What is less appreciated is that the RBA, and its myopic political co-conspirators in Canberra, are also emphatically screwing home buyers pouring their life earnings into five-times leveraged assets that are grossly overvalued. My current mark-to-market is Australian housing is trading at least 20 per cent above fair value.
Central bankers are taxing future generations to superficially stimulate the present. It's classic human hedonism or, more technically, hyperbolic discounting. The economy is like a human body. If you fall sick, there's a case for temporary medicine to mitigate the malaise and facilitate recovery. The policy analogy is lower interest rates and budget deficits. But if you dope up the patient on extreme quantities of drugs for long periods, you actually start damaging the body's capacity to heal itself. Rather than relying on its innate ability to repair, the body becomes addicted to external bailouts. And the medicine morphs into the problem.

Imposing excessively stimulatory interest rates for unnecessarily long periods (it is eight years since the GFC first hit) undermines the regenerative qualities of the economy that are the cornerstone of long-term productivity growth. Ridiculously cheap money inflates the value of leveraged assets to unsustainable levels, sucking scarce people and capital away from other businesses. Debt-laden firms are rewarded while the prudent are punished.

These distortions are especially acute in Australia where the price of money for most households and small businesses is based on the variable overnight cash rate rather than the long-term fixed rates that are popular overseas. The unusually high share of variable-rate debt in Australia is why the RBA was able to deliver such powerful relief to consumers by slashing its cash rate from 7.25 per cent in August 2008 to 3 per cent in April 2009.
The worry is policymakers have come to believe that if they keep debasing borrowing costs to zero, they can diversify away the business cycle and massage nominal growth back to their ivory tower conceptions of "trend". They have forgotten that episodic downturns –aka creative destruction –are precisely what the economy requires every so often in order to replace bad businesses with good ones.
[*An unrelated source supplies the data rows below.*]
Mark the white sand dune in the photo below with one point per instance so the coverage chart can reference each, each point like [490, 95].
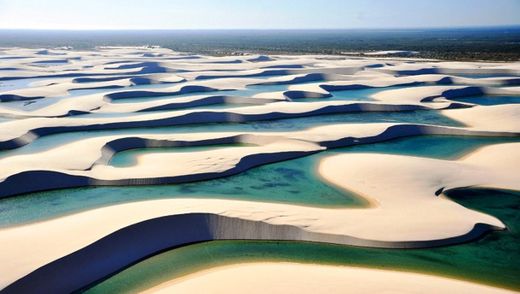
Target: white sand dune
[46, 94]
[304, 278]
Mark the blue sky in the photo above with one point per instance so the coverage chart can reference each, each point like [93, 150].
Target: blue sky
[255, 14]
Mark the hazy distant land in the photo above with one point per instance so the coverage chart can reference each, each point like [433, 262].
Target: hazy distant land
[494, 43]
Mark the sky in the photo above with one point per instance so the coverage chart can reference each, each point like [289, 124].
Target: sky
[254, 14]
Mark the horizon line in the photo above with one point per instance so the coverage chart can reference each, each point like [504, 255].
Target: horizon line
[262, 29]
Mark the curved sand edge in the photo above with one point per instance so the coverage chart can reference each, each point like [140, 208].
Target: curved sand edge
[262, 277]
[410, 216]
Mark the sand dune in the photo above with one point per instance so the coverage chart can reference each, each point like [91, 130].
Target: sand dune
[64, 114]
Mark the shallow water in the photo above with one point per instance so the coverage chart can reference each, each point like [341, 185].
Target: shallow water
[293, 124]
[293, 181]
[483, 261]
[489, 100]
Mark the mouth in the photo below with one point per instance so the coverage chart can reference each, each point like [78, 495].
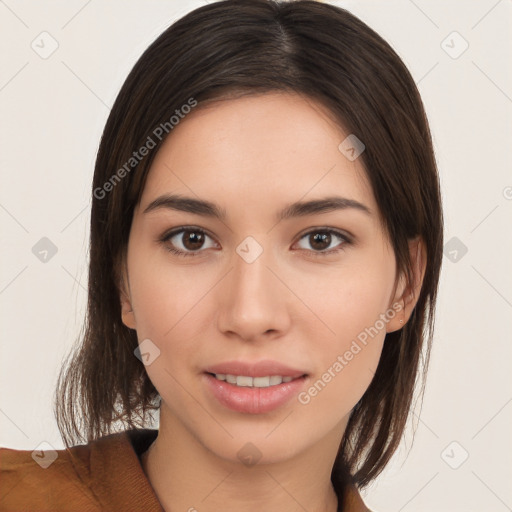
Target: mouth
[253, 395]
[254, 382]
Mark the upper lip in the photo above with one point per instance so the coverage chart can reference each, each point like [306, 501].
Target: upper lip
[255, 369]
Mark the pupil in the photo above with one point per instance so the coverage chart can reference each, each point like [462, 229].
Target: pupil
[322, 239]
[194, 239]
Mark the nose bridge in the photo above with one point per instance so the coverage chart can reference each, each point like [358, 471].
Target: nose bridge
[251, 301]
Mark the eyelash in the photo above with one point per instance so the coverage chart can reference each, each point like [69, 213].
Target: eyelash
[178, 252]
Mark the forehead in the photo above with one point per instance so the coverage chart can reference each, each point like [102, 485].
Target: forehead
[274, 148]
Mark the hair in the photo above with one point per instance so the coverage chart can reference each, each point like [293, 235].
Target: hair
[241, 47]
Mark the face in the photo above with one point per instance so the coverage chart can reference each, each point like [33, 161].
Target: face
[314, 291]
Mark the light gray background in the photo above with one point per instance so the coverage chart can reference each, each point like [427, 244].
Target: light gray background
[52, 114]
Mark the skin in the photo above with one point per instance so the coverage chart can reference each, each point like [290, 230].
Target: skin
[252, 156]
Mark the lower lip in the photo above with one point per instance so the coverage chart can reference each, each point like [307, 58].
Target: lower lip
[253, 400]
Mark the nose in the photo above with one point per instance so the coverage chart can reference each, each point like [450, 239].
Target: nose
[253, 300]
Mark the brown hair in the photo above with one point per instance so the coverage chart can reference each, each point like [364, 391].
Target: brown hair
[236, 47]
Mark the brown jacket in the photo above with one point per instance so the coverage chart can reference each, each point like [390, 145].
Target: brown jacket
[104, 475]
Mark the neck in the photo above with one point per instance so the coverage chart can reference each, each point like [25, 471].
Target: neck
[185, 475]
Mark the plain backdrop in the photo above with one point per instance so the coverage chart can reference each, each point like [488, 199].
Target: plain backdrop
[53, 109]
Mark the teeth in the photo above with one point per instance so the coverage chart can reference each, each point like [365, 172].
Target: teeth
[256, 382]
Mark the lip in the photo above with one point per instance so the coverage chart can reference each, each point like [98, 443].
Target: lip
[256, 369]
[253, 400]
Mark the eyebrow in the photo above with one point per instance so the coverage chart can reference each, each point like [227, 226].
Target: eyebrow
[297, 209]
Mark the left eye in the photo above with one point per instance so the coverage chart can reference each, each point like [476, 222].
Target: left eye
[321, 240]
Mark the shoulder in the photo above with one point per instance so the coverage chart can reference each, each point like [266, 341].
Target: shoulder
[104, 474]
[45, 478]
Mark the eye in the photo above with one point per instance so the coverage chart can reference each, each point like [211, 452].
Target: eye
[321, 239]
[187, 241]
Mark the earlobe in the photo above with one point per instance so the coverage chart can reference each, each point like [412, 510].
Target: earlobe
[127, 315]
[408, 293]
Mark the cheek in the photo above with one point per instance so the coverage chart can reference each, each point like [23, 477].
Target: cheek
[354, 303]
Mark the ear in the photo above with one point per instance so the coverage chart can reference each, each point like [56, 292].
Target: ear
[407, 294]
[127, 314]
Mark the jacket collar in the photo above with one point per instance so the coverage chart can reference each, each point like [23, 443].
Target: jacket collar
[115, 458]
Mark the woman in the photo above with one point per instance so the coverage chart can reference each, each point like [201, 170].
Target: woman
[266, 238]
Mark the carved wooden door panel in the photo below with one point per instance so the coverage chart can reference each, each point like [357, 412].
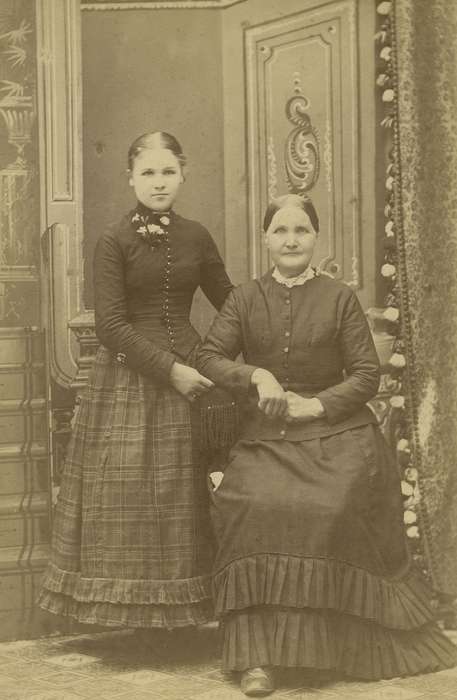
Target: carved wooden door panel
[307, 70]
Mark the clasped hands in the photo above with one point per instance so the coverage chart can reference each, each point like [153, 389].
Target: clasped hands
[276, 403]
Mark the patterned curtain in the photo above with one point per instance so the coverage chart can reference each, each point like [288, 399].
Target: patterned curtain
[425, 48]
The whole point of the GFC is that it was a negative productivity shock. Those stunning 2008 and 2009 price falls reflected in freely functioning markets, while painful for our portfolios, were perversely positive because they signalled that we had tied up too much money in unproductive retail and investment banks, and leveraged assets such as commercial and residential property.
Officialdom was not listening. CBA is worth 111 per cent more than it was in 2007 while our house prices are 29 above their pre-GFC peak. Australia is destined not to learn the lessons of history and it will take our own, very personal shock to set us straight. You can only stretch the market's elastic band so far before it snaps back in your face.
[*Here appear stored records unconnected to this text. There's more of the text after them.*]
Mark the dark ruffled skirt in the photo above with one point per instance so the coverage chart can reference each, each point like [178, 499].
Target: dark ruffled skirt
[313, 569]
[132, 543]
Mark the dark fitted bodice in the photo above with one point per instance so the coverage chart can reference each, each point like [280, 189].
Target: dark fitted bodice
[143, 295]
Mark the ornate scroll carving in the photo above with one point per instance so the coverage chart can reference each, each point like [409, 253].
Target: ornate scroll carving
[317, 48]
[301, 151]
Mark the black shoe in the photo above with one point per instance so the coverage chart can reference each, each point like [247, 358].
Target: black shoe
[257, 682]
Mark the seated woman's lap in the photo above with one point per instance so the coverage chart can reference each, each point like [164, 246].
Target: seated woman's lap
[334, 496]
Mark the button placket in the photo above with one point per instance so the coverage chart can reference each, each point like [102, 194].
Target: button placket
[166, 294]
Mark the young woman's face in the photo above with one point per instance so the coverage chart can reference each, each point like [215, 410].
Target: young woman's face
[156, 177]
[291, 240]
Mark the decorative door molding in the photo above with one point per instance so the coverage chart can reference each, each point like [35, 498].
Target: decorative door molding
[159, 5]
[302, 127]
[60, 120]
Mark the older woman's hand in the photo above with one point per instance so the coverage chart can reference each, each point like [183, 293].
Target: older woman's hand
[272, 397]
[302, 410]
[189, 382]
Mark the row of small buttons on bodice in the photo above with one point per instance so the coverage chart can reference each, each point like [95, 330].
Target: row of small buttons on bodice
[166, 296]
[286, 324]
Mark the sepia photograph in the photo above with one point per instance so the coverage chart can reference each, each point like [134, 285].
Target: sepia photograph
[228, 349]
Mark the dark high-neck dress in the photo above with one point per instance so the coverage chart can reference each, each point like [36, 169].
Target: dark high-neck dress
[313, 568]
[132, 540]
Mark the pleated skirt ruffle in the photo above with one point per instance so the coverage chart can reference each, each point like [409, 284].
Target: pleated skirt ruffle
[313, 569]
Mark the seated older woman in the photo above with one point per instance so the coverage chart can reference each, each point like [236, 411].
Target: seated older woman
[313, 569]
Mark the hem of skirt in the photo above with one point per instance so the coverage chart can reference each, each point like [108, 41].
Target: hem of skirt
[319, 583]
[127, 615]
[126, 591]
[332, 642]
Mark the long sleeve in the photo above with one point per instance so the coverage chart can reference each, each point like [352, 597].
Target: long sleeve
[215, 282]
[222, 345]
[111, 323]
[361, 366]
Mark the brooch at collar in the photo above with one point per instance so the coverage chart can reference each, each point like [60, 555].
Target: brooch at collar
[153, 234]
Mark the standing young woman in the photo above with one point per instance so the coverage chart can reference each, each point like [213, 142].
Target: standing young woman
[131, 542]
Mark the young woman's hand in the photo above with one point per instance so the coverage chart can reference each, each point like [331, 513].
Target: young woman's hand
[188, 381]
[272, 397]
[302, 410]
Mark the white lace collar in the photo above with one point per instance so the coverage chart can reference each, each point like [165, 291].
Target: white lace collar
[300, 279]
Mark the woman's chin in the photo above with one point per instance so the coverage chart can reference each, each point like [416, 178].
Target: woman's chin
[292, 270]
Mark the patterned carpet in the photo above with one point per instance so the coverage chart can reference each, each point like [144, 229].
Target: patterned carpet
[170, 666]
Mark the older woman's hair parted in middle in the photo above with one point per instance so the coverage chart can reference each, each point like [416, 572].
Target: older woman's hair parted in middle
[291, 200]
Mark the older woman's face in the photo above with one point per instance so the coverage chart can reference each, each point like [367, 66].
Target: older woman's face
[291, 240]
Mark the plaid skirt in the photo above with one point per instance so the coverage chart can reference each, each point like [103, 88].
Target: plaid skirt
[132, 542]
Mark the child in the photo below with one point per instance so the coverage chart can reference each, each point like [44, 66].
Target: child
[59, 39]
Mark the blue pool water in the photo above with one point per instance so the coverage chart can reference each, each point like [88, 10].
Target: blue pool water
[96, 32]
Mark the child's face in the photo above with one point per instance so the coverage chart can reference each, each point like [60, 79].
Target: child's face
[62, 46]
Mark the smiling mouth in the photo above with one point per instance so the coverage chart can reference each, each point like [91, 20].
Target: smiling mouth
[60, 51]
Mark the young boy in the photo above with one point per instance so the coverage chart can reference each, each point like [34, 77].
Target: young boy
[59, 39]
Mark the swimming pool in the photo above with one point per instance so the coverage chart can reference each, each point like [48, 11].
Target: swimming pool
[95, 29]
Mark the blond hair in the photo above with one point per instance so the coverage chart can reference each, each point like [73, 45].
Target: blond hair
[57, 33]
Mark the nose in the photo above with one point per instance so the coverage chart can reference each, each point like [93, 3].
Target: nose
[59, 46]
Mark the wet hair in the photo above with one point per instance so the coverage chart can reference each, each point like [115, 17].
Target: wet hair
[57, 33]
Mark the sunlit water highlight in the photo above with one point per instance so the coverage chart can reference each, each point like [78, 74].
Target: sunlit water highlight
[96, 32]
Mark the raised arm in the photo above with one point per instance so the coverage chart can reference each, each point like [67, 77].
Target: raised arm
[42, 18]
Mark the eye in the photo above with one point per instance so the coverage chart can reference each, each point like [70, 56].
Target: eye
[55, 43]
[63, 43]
Every half-smart investor I know is worried about deflation. But you don't make money from consensus views. I hunt out heterodox opportunities. Lower asset or consumer prices triggered by excess supply or insufficient demand in one area (e.g. housing, financial services, petrol, or commodities) can be a vital part of capitalism's rehabilitation process that apportions winners (renters and consumers) and losers (bankers and miners). Therefore, I'm not convinced a bit of deflation is an absolute evil in the same way some inflation can be a good thing.
Right now, we have strong asset price inflation across housing, listed equities, private equity and bonds. Core consumer price inflation is expanding at a normal pace despite crisis-level interest rates. My contrarian view is that as the US labour market tightens and wage inflation stirs, the world's largest economy will start exporting inflation. This will be reinforced by dearer Chinese product prices as their once-cheap labour gets repriced and a large middle class emerges. Inflation stoked by the two biggest economies will then likely be amplified by central bankers keeping rates too low for too long, partly because of pressure from politicians to continue monetising public debts.